🕌 I Built a Tool to Translate Arabic Islamic Texts — Fully Offline

Why I Built This

I wanted to read kitab — classical Arabic Islamic scholarly texts — but I don’t read Arabic fluently enough to get through them on my own. These books carry centuries of knowledge: fiqh, aqeedah, tafsir, hadith commentary. Scholars have written in Arabic for over a millennium, and most of that wisdom has never been fully translated into Indonesian or English.

My copy of Al-Qawa’id Al-Arba’ by Imam Muhammad ibn Abd al-Wahhab sits as a scanned PDF. So does Ifadatul Mustafid. Most of the kitab I’ve collected are scanned images — not searchable text, just photographs of old book pages.
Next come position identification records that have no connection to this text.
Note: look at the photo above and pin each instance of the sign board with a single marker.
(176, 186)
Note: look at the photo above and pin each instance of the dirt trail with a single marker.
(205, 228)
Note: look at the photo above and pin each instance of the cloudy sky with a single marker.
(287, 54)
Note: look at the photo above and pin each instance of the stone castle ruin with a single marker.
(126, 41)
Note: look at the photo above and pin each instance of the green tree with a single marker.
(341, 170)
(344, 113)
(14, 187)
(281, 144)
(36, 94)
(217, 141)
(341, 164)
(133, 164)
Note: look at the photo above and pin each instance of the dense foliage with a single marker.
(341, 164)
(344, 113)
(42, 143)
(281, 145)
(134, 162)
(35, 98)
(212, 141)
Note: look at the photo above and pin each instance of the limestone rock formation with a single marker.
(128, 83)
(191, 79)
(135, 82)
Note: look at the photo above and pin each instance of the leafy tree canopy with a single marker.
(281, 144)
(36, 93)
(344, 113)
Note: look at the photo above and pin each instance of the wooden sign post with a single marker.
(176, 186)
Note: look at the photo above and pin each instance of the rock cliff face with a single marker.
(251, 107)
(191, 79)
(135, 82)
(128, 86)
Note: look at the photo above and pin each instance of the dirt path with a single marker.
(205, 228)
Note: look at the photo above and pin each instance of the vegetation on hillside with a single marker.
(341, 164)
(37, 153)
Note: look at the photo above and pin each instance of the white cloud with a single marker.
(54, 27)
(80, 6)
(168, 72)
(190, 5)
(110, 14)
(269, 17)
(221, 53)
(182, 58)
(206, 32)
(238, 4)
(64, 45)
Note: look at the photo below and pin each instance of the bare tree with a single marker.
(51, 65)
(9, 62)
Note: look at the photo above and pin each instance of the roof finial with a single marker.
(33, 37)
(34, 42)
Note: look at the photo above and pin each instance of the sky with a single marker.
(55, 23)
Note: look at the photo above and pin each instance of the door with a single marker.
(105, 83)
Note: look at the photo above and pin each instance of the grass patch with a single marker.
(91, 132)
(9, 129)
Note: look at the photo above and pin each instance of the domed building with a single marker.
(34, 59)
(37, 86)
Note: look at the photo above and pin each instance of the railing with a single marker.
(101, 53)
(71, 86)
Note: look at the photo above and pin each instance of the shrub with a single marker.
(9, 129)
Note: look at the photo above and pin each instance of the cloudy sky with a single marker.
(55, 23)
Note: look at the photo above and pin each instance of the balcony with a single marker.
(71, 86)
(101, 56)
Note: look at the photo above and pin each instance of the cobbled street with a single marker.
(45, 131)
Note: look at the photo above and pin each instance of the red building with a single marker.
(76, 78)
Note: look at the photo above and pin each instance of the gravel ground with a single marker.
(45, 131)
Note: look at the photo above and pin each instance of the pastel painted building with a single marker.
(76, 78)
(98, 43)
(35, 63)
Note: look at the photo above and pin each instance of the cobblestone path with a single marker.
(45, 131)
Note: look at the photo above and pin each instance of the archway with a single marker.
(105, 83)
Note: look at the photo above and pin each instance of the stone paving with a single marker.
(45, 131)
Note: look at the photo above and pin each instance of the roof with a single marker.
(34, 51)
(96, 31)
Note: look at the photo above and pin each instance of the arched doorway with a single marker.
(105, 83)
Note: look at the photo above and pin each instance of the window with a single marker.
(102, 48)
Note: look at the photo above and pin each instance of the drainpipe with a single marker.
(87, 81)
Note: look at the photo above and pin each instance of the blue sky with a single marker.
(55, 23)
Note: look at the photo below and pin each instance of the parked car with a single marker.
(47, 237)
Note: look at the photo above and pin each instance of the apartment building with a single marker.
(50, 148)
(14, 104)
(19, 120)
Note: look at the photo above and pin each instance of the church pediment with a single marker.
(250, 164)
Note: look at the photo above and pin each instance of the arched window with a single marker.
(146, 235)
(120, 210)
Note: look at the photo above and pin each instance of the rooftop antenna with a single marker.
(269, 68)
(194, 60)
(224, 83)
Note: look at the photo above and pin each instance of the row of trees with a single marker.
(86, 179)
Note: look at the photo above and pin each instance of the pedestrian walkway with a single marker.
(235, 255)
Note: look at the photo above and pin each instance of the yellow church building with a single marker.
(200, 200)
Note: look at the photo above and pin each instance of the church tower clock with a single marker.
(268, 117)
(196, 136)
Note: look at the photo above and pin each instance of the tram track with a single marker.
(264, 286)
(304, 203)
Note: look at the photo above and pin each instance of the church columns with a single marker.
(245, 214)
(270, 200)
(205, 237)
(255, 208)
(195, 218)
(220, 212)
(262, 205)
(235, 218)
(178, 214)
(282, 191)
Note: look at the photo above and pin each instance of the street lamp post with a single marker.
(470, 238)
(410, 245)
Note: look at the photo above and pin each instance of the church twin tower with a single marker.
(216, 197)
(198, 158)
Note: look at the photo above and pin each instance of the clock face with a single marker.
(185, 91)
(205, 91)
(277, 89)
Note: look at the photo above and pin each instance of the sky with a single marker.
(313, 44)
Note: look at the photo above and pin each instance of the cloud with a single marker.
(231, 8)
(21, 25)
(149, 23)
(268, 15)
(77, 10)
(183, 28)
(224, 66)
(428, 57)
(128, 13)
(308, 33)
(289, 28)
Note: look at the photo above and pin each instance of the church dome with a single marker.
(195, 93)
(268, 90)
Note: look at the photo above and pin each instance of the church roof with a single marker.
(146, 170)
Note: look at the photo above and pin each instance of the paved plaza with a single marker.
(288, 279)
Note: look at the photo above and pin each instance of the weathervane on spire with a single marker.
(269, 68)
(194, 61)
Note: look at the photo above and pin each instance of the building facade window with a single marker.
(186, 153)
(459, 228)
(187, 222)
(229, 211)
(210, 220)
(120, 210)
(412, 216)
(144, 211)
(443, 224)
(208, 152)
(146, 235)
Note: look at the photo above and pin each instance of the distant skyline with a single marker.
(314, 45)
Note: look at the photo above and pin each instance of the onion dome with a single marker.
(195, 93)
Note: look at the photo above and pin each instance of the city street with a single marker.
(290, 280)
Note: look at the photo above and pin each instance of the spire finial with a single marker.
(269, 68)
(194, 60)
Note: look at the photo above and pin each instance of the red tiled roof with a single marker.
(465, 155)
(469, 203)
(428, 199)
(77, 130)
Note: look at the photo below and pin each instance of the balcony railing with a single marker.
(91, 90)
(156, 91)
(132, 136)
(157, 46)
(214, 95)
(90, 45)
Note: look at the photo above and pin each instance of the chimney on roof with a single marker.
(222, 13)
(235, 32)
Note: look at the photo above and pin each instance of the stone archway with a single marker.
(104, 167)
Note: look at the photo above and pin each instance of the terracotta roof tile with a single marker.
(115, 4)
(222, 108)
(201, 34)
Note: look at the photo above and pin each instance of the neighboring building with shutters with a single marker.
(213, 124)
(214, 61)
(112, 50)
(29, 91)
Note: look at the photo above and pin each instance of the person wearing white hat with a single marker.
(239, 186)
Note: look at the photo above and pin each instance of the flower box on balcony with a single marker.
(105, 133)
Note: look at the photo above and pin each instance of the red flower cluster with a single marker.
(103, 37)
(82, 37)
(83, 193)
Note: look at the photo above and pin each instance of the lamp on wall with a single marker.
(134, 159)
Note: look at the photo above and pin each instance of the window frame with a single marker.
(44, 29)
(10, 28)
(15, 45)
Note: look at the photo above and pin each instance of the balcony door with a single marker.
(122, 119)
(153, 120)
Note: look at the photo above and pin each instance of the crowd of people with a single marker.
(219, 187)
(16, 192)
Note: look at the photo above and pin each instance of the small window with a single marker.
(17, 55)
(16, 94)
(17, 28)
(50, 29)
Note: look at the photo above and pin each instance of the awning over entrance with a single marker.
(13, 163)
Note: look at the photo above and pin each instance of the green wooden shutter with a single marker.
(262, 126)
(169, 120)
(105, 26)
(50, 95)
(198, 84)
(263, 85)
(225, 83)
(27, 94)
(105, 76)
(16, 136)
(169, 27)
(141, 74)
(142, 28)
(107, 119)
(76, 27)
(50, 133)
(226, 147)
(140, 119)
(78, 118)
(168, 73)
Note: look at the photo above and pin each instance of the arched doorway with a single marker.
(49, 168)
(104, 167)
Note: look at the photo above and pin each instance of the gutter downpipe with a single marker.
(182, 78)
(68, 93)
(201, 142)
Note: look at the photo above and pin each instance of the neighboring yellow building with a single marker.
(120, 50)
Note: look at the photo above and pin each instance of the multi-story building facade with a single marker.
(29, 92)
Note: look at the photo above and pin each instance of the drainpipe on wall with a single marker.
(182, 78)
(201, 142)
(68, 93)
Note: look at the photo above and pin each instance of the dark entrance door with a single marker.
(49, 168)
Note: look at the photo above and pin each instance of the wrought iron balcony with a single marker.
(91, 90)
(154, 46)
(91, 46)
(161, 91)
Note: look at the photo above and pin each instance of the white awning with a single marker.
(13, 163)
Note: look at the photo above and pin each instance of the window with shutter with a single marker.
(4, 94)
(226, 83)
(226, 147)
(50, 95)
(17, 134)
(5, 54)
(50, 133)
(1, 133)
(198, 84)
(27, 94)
The existing options were frustrating:

Google Translate works on typed text, not on scanned PDFs
Commercial tools either require internet, cost money, or don’t handle Arabic well
Copying text from a scanned PDF is impossible — it’s just pixels

So I built Tarjim (تَرجِم — Arabic for “translate”).

What Tarjim Does

Tarjim takes a scanned Arabic PDF, runs OCR to extract the text line by line, translates each line offline, and writes the translated text back onto the same PDF — replacing the original Arabic in-place.

The result is a new PDF that looks like the original layout, but in English (or Indonesian, or other languages).

Input:  Scanned Arabic PDF  (just images of Arabic text)
            ↓
Output: Translated PDF  (English/Indonesian text in the same positions)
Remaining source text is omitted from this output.